Unlike EPF, NPS is a completely voluntary contribution plan. An investor must open an NPS account alone. The minimum NPS contribution is set at Rs 500 on the first level and Rs 1000 on the second level accounts. There is no maximum investment specified for NPS accounts.
In the case of NPS, once the subscriber reaches the age of 60, she can withdraw a lump sum equal to 60 percent of her group. However, one of the biggest drawbacks of NPS is that after withdrawing it is mandatory that the remainder of the 40 percent balance is invested in the annuity plan. Partial withdrawals can be made up to 25 percent of a subscriber's NPS savings, but only after the 10th year of subscription.

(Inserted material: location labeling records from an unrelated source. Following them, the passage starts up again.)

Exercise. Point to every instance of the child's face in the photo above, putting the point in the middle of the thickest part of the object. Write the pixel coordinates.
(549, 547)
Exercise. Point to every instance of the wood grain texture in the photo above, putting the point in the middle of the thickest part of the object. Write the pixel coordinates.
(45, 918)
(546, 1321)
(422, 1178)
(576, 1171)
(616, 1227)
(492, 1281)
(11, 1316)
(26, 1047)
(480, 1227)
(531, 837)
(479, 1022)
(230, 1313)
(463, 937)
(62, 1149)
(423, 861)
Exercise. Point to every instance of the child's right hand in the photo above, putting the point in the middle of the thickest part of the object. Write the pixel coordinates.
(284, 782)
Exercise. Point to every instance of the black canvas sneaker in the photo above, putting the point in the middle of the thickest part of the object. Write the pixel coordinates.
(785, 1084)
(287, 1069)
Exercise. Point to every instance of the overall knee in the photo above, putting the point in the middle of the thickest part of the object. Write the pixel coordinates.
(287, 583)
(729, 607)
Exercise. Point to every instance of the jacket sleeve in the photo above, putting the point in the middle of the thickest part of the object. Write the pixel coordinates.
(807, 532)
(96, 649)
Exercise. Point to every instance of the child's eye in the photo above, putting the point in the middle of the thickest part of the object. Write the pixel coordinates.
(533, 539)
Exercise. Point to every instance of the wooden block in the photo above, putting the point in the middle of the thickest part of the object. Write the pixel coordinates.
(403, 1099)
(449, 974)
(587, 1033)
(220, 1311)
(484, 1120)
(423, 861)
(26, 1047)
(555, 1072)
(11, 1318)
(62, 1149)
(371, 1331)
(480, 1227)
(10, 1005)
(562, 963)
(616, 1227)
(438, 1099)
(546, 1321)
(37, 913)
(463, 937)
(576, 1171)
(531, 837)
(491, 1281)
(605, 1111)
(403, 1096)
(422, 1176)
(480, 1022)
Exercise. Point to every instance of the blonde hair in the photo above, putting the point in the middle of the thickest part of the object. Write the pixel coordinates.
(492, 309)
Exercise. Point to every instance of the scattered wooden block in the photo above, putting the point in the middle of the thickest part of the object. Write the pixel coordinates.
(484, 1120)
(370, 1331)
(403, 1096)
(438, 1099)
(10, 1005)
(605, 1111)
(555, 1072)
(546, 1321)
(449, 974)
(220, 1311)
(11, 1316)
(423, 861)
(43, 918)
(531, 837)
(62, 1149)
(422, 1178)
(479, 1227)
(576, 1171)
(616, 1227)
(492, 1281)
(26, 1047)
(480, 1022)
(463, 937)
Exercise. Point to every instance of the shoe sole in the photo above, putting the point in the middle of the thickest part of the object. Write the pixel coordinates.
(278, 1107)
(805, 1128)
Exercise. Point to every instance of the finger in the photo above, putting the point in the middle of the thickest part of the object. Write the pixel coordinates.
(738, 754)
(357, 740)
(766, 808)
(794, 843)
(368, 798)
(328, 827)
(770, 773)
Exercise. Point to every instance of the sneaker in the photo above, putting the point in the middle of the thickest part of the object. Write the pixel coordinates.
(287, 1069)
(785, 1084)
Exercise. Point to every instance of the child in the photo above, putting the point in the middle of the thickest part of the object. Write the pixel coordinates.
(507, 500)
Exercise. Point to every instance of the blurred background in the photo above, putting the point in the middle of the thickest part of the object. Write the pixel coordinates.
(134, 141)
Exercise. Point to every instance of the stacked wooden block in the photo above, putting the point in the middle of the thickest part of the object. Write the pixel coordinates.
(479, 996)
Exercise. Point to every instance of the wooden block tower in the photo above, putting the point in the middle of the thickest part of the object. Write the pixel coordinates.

With NPS subscribers, they enjoy full tax exemption up to a limit of Rs 1.5 lakh under Section 80C. Additionally, subscribers get a tax credit of up to Rs 50,000 under Sec 80CCD (1B). With respect to the employer's contribution to the NPS Employee Account, employees can also claim a deduction under Section 80CCD (2), up to 10 percent of base salary plus the cost for allowances.
Choosing a single investment tool for such an important part of life can be confusing. Not investing in the right instrument could mean that you are losing the potential return on your investment. Therefore, it is better to understand these investment tools correctly to make an informed decision.
NPS and EPF have their pros and cons. Therefore, experts suggest that investors planning to retire should choose a combination of both schemes to benefit not only from the NPS returns on the EPF, but also from the zero risks of the EPF and the tax benefits of Rs 2 lakh, together.